For credit unions, first mortgages are up, auto loans are down and commercial loans have plummeted since the coronavirus hit the U.S. economy.

CUNA released its updated economic forecast on Thursday with data collected through April and according to CUNA Senior Economist Jordan van Rijn, first mortgages continued to be at least the one bit of good news for the credit union industry with a growth of 7.2%.

In a video update, van Rijn said while that is down from the 9.4% growth seen at this time last year, “Credit unions are continuing to find ways to do mortgages particularly in this environment of extremely low interest rates – a lot of people are asking for mortgages.” He also made a point to say that CUNA has seen a lot of bank customers come over to credit unions to refinance.

HELOCs and second mortgages are down 2.1% and commercial loans are down 8.3%, according to the latest CUNA survey data. “Overall, the monthly credit union estimates show that credit union loan growth is up about 1% this year through the first four months,” van Rijn said.

A recession was officially declared by the National Bureau of Economic Research on June 8 and van Rijn said this was the fastest that the bureau has ever made a recession declaration in U.S. history. Typically, it takes several months if not more than a year to make that determination.

Besides the fall of commercial lending, credit union auto loans took a hit, according to van Rijn. New auto loans are down 2.1% while used auto loans are up slightly at 0.4%. He also reported that unsecured loans are down 3% so far this year.

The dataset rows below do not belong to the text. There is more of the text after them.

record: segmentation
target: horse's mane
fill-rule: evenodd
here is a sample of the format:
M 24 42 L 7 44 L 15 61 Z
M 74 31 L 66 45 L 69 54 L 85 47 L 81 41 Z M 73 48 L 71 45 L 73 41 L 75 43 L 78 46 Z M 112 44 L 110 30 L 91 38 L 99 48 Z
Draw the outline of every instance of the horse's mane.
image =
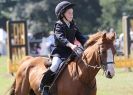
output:
M 85 43 L 85 47 L 91 46 L 97 42 L 97 40 L 103 35 L 105 32 L 97 32 L 89 36 L 89 39 Z

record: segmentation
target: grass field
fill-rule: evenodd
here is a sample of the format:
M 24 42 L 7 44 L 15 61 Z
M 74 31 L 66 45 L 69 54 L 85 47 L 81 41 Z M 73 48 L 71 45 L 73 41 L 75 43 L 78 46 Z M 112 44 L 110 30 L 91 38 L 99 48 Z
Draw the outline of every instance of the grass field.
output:
M 6 57 L 0 57 L 0 95 L 5 95 L 12 82 L 13 77 L 8 74 Z M 97 75 L 97 86 L 97 95 L 133 95 L 133 72 L 116 69 L 115 77 L 107 79 L 101 70 Z

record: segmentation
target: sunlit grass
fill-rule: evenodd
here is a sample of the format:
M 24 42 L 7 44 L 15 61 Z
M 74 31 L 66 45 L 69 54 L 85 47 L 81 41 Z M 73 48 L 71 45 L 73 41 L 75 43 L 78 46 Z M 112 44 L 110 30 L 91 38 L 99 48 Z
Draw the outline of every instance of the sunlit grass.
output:
M 13 79 L 7 70 L 6 57 L 0 57 L 0 95 L 5 95 Z M 116 69 L 115 77 L 107 79 L 100 71 L 97 75 L 97 95 L 133 95 L 133 72 Z

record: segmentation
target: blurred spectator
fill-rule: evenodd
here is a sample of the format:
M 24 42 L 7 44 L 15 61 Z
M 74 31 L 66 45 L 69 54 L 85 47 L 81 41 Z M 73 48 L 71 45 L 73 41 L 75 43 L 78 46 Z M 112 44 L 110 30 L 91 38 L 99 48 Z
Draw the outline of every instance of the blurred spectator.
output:
M 53 31 L 50 31 L 49 34 L 50 35 L 47 38 L 47 46 L 48 46 L 49 52 L 51 52 L 52 49 L 53 49 L 53 47 L 54 47 L 54 32 Z
M 0 55 L 6 55 L 6 39 L 7 33 L 3 28 L 0 28 Z

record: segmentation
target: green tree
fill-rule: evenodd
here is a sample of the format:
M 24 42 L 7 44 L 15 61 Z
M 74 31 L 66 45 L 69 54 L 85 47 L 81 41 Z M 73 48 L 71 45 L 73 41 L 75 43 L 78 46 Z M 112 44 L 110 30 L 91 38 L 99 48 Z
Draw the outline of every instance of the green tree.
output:
M 27 20 L 31 32 L 52 30 L 57 18 L 55 6 L 61 0 L 19 0 L 11 12 L 13 20 Z M 95 32 L 101 16 L 99 0 L 68 0 L 76 3 L 74 17 L 80 31 L 84 34 Z
M 99 19 L 102 29 L 113 27 L 117 33 L 122 32 L 122 15 L 133 14 L 132 0 L 100 0 L 102 16 Z

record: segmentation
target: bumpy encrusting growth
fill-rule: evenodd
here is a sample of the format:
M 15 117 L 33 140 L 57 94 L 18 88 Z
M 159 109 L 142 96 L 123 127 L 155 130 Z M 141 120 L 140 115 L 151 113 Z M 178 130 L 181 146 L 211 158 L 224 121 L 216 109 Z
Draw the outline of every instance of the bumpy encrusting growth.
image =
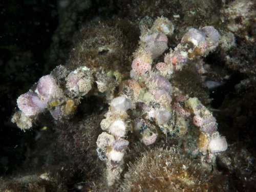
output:
M 103 132 L 98 136 L 95 150 L 99 159 L 105 162 L 109 186 L 119 180 L 124 169 L 130 142 L 129 132 L 146 145 L 163 138 L 184 138 L 189 132 L 196 132 L 195 135 L 199 136 L 195 139 L 197 142 L 189 144 L 194 153 L 202 156 L 210 153 L 212 159 L 215 153 L 227 148 L 225 137 L 217 131 L 218 124 L 212 113 L 198 98 L 189 97 L 170 82 L 174 74 L 182 70 L 188 61 L 215 50 L 220 38 L 218 30 L 213 26 L 189 29 L 180 44 L 167 50 L 168 37 L 174 31 L 170 20 L 159 17 L 150 28 L 141 29 L 130 79 L 122 80 L 122 75 L 116 71 L 112 73 L 115 81 L 110 77 L 111 73 L 106 73 L 101 69 L 99 71 L 83 66 L 69 72 L 58 66 L 19 97 L 20 111 L 12 120 L 25 130 L 32 126 L 39 113 L 47 110 L 57 120 L 69 118 L 82 97 L 91 90 L 95 95 L 104 95 L 110 106 L 100 122 Z M 163 60 L 159 60 L 159 58 Z M 187 167 L 182 169 L 188 174 Z M 197 185 L 199 181 L 194 180 L 193 173 L 191 174 Z M 169 177 L 170 181 L 174 179 Z M 186 181 L 187 185 L 191 181 Z

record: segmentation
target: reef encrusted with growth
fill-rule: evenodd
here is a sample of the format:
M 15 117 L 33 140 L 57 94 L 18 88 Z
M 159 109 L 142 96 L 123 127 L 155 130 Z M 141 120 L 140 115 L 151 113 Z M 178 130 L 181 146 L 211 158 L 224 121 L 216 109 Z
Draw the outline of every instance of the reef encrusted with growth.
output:
M 192 65 L 189 61 L 215 51 L 221 37 L 218 31 L 211 26 L 190 28 L 180 43 L 168 50 L 174 29 L 169 19 L 158 17 L 150 27 L 142 20 L 140 29 L 130 79 L 123 80 L 119 71 L 106 71 L 86 62 L 71 71 L 59 66 L 18 98 L 19 110 L 12 119 L 25 131 L 42 113 L 49 111 L 57 121 L 68 119 L 89 92 L 103 95 L 110 106 L 100 122 L 103 132 L 95 150 L 105 162 L 109 186 L 119 179 L 124 169 L 129 132 L 146 145 L 163 138 L 187 139 L 186 150 L 208 164 L 214 164 L 217 153 L 227 148 L 210 109 L 170 82 L 176 73 Z

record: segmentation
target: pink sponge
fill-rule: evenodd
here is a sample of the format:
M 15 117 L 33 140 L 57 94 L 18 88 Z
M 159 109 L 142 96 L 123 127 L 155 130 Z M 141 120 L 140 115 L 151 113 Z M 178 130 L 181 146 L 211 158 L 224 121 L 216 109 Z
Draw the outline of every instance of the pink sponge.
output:
M 199 115 L 195 115 L 193 117 L 193 123 L 197 126 L 201 126 L 204 122 L 203 119 Z
M 159 71 L 163 71 L 166 69 L 167 65 L 165 62 L 160 62 L 156 65 L 156 68 Z
M 136 57 L 132 63 L 132 68 L 137 73 L 143 74 L 151 68 L 150 63 L 143 62 L 140 57 Z
M 18 97 L 17 103 L 26 116 L 36 115 L 42 112 L 46 106 L 46 103 L 40 100 L 35 93 L 29 92 Z

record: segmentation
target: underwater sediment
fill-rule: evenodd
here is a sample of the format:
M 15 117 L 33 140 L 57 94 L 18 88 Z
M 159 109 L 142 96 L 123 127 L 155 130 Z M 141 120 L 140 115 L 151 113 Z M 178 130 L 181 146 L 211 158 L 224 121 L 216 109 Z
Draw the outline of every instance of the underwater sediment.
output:
M 12 121 L 37 139 L 2 189 L 253 190 L 253 3 L 91 2 L 89 19 L 82 2 L 58 65 L 17 98 Z

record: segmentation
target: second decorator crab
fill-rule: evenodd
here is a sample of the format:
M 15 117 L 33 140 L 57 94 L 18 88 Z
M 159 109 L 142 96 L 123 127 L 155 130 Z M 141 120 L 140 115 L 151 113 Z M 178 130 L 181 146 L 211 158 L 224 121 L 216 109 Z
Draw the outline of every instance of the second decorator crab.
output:
M 226 139 L 217 131 L 212 113 L 197 98 L 184 95 L 170 83 L 174 73 L 182 70 L 188 60 L 215 50 L 220 36 L 217 30 L 212 26 L 189 29 L 181 43 L 165 55 L 164 60 L 156 62 L 168 48 L 167 36 L 173 34 L 174 27 L 167 18 L 160 17 L 151 28 L 141 28 L 131 79 L 121 83 L 118 96 L 110 102 L 100 124 L 104 132 L 97 141 L 99 157 L 106 161 L 110 185 L 123 168 L 128 132 L 148 145 L 157 142 L 160 135 L 184 137 L 193 129 L 199 136 L 195 138 L 194 152 L 203 156 L 209 153 L 213 157 L 227 148 Z
M 92 90 L 95 93 L 97 88 L 95 96 L 102 93 L 110 104 L 100 122 L 103 132 L 95 148 L 105 161 L 110 186 L 124 168 L 124 156 L 131 142 L 128 132 L 146 145 L 164 137 L 186 139 L 189 144 L 185 147 L 190 153 L 202 159 L 207 156 L 208 161 L 227 148 L 211 112 L 197 98 L 190 97 L 170 82 L 176 72 L 214 51 L 220 37 L 218 30 L 213 26 L 190 28 L 180 44 L 167 51 L 174 29 L 169 20 L 159 17 L 151 26 L 142 20 L 140 29 L 129 79 L 117 78 L 122 76 L 119 73 L 113 80 L 109 73 L 89 68 L 86 63 L 73 71 L 58 66 L 18 98 L 19 110 L 12 119 L 23 130 L 31 128 L 38 115 L 47 111 L 57 121 L 69 119 L 83 97 Z M 117 87 L 117 94 L 113 91 Z

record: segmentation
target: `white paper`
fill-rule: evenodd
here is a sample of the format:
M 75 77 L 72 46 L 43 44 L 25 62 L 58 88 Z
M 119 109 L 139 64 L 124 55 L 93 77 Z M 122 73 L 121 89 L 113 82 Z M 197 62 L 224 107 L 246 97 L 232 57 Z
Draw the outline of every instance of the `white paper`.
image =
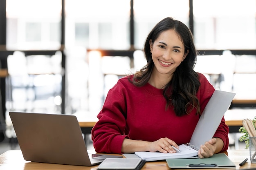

As far as economic projections for the rest of 2020 and into 2021, van Rijn said many assumptions in the CUNA forecast models include Congress passing another stimulus bill similar to the CARES Act. It’s unclear if that will happen in the next month or so when the stimulus money runs out.

CUNA’s most recent numbers showed that savings growth is expected to reach 14% this year and 8% in 2021, while loan delinquencies are expected to hit 1.5% and charge-offs to be around 1% by the end of 2020.